This is probably the easiest, quickest but most liked dessert recipe in my repertoire. If you don’t try it, you’re definitely missing out!
300g ginger nuts, a large knob of salted butter, a can of condensed caramel, 3 or 4 bananas, a splash of lemon juice and chocolate curls/smashed up Scottish Tablet to decorate, and you’ve got a very indulgent and very tasty dessert.
Blitz the biscuits in a processor and slowly drizzle in the melted butter. I didn’t actually weigh mine, but you want it the consistency of wet sand. It needs to be able to stick together and contain all that sticky caramel. Press it into a springform tin and push it up about an inch and a half up the sides.

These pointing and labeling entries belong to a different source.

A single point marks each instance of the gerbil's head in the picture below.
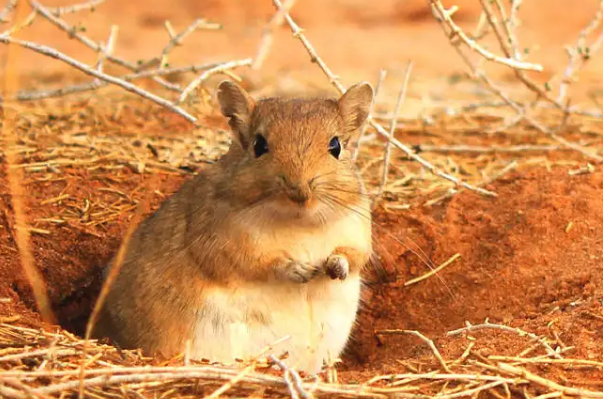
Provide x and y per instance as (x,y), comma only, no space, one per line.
(290,157)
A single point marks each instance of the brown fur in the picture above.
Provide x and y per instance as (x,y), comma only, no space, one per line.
(212,233)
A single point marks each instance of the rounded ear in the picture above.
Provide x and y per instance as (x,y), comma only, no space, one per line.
(237,105)
(355,106)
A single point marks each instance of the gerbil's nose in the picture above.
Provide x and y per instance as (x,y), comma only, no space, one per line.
(299,193)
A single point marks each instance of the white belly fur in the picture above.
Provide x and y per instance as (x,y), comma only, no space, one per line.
(240,323)
(318,316)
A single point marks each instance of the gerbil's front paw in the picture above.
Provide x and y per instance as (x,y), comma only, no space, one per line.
(337,266)
(298,272)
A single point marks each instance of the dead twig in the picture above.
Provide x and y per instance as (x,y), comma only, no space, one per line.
(491,326)
(429,343)
(205,75)
(392,130)
(268,32)
(298,34)
(432,272)
(50,52)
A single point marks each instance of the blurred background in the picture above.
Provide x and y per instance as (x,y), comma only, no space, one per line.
(355,38)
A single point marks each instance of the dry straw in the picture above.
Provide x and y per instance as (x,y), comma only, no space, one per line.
(42,364)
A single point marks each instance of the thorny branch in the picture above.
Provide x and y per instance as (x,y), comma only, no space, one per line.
(50,52)
(105,52)
(507,39)
(334,80)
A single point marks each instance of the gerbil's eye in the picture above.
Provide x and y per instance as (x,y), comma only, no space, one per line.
(260,146)
(335,147)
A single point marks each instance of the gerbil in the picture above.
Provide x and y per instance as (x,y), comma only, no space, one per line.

Cover the base with a layer or sliced bananas and drizzle over a little lemon juice to offset the sweetness slightly.
Empty the caramel into a bowl and beat with a spoon to loosen it to a pourable (I’m not sure that’s even a word!) consistency. Drizzle over the bananas.
Lightly whip the cream, spread it over the caramel and sprinkle with crushed Scottish Tablet and dark chocolate curls. To make chocolate curls lay a slab of chocolate on a worktop, smooth side facing up, and drag a large sharp knife firmly down it holding the tip of the blade as well as the handle.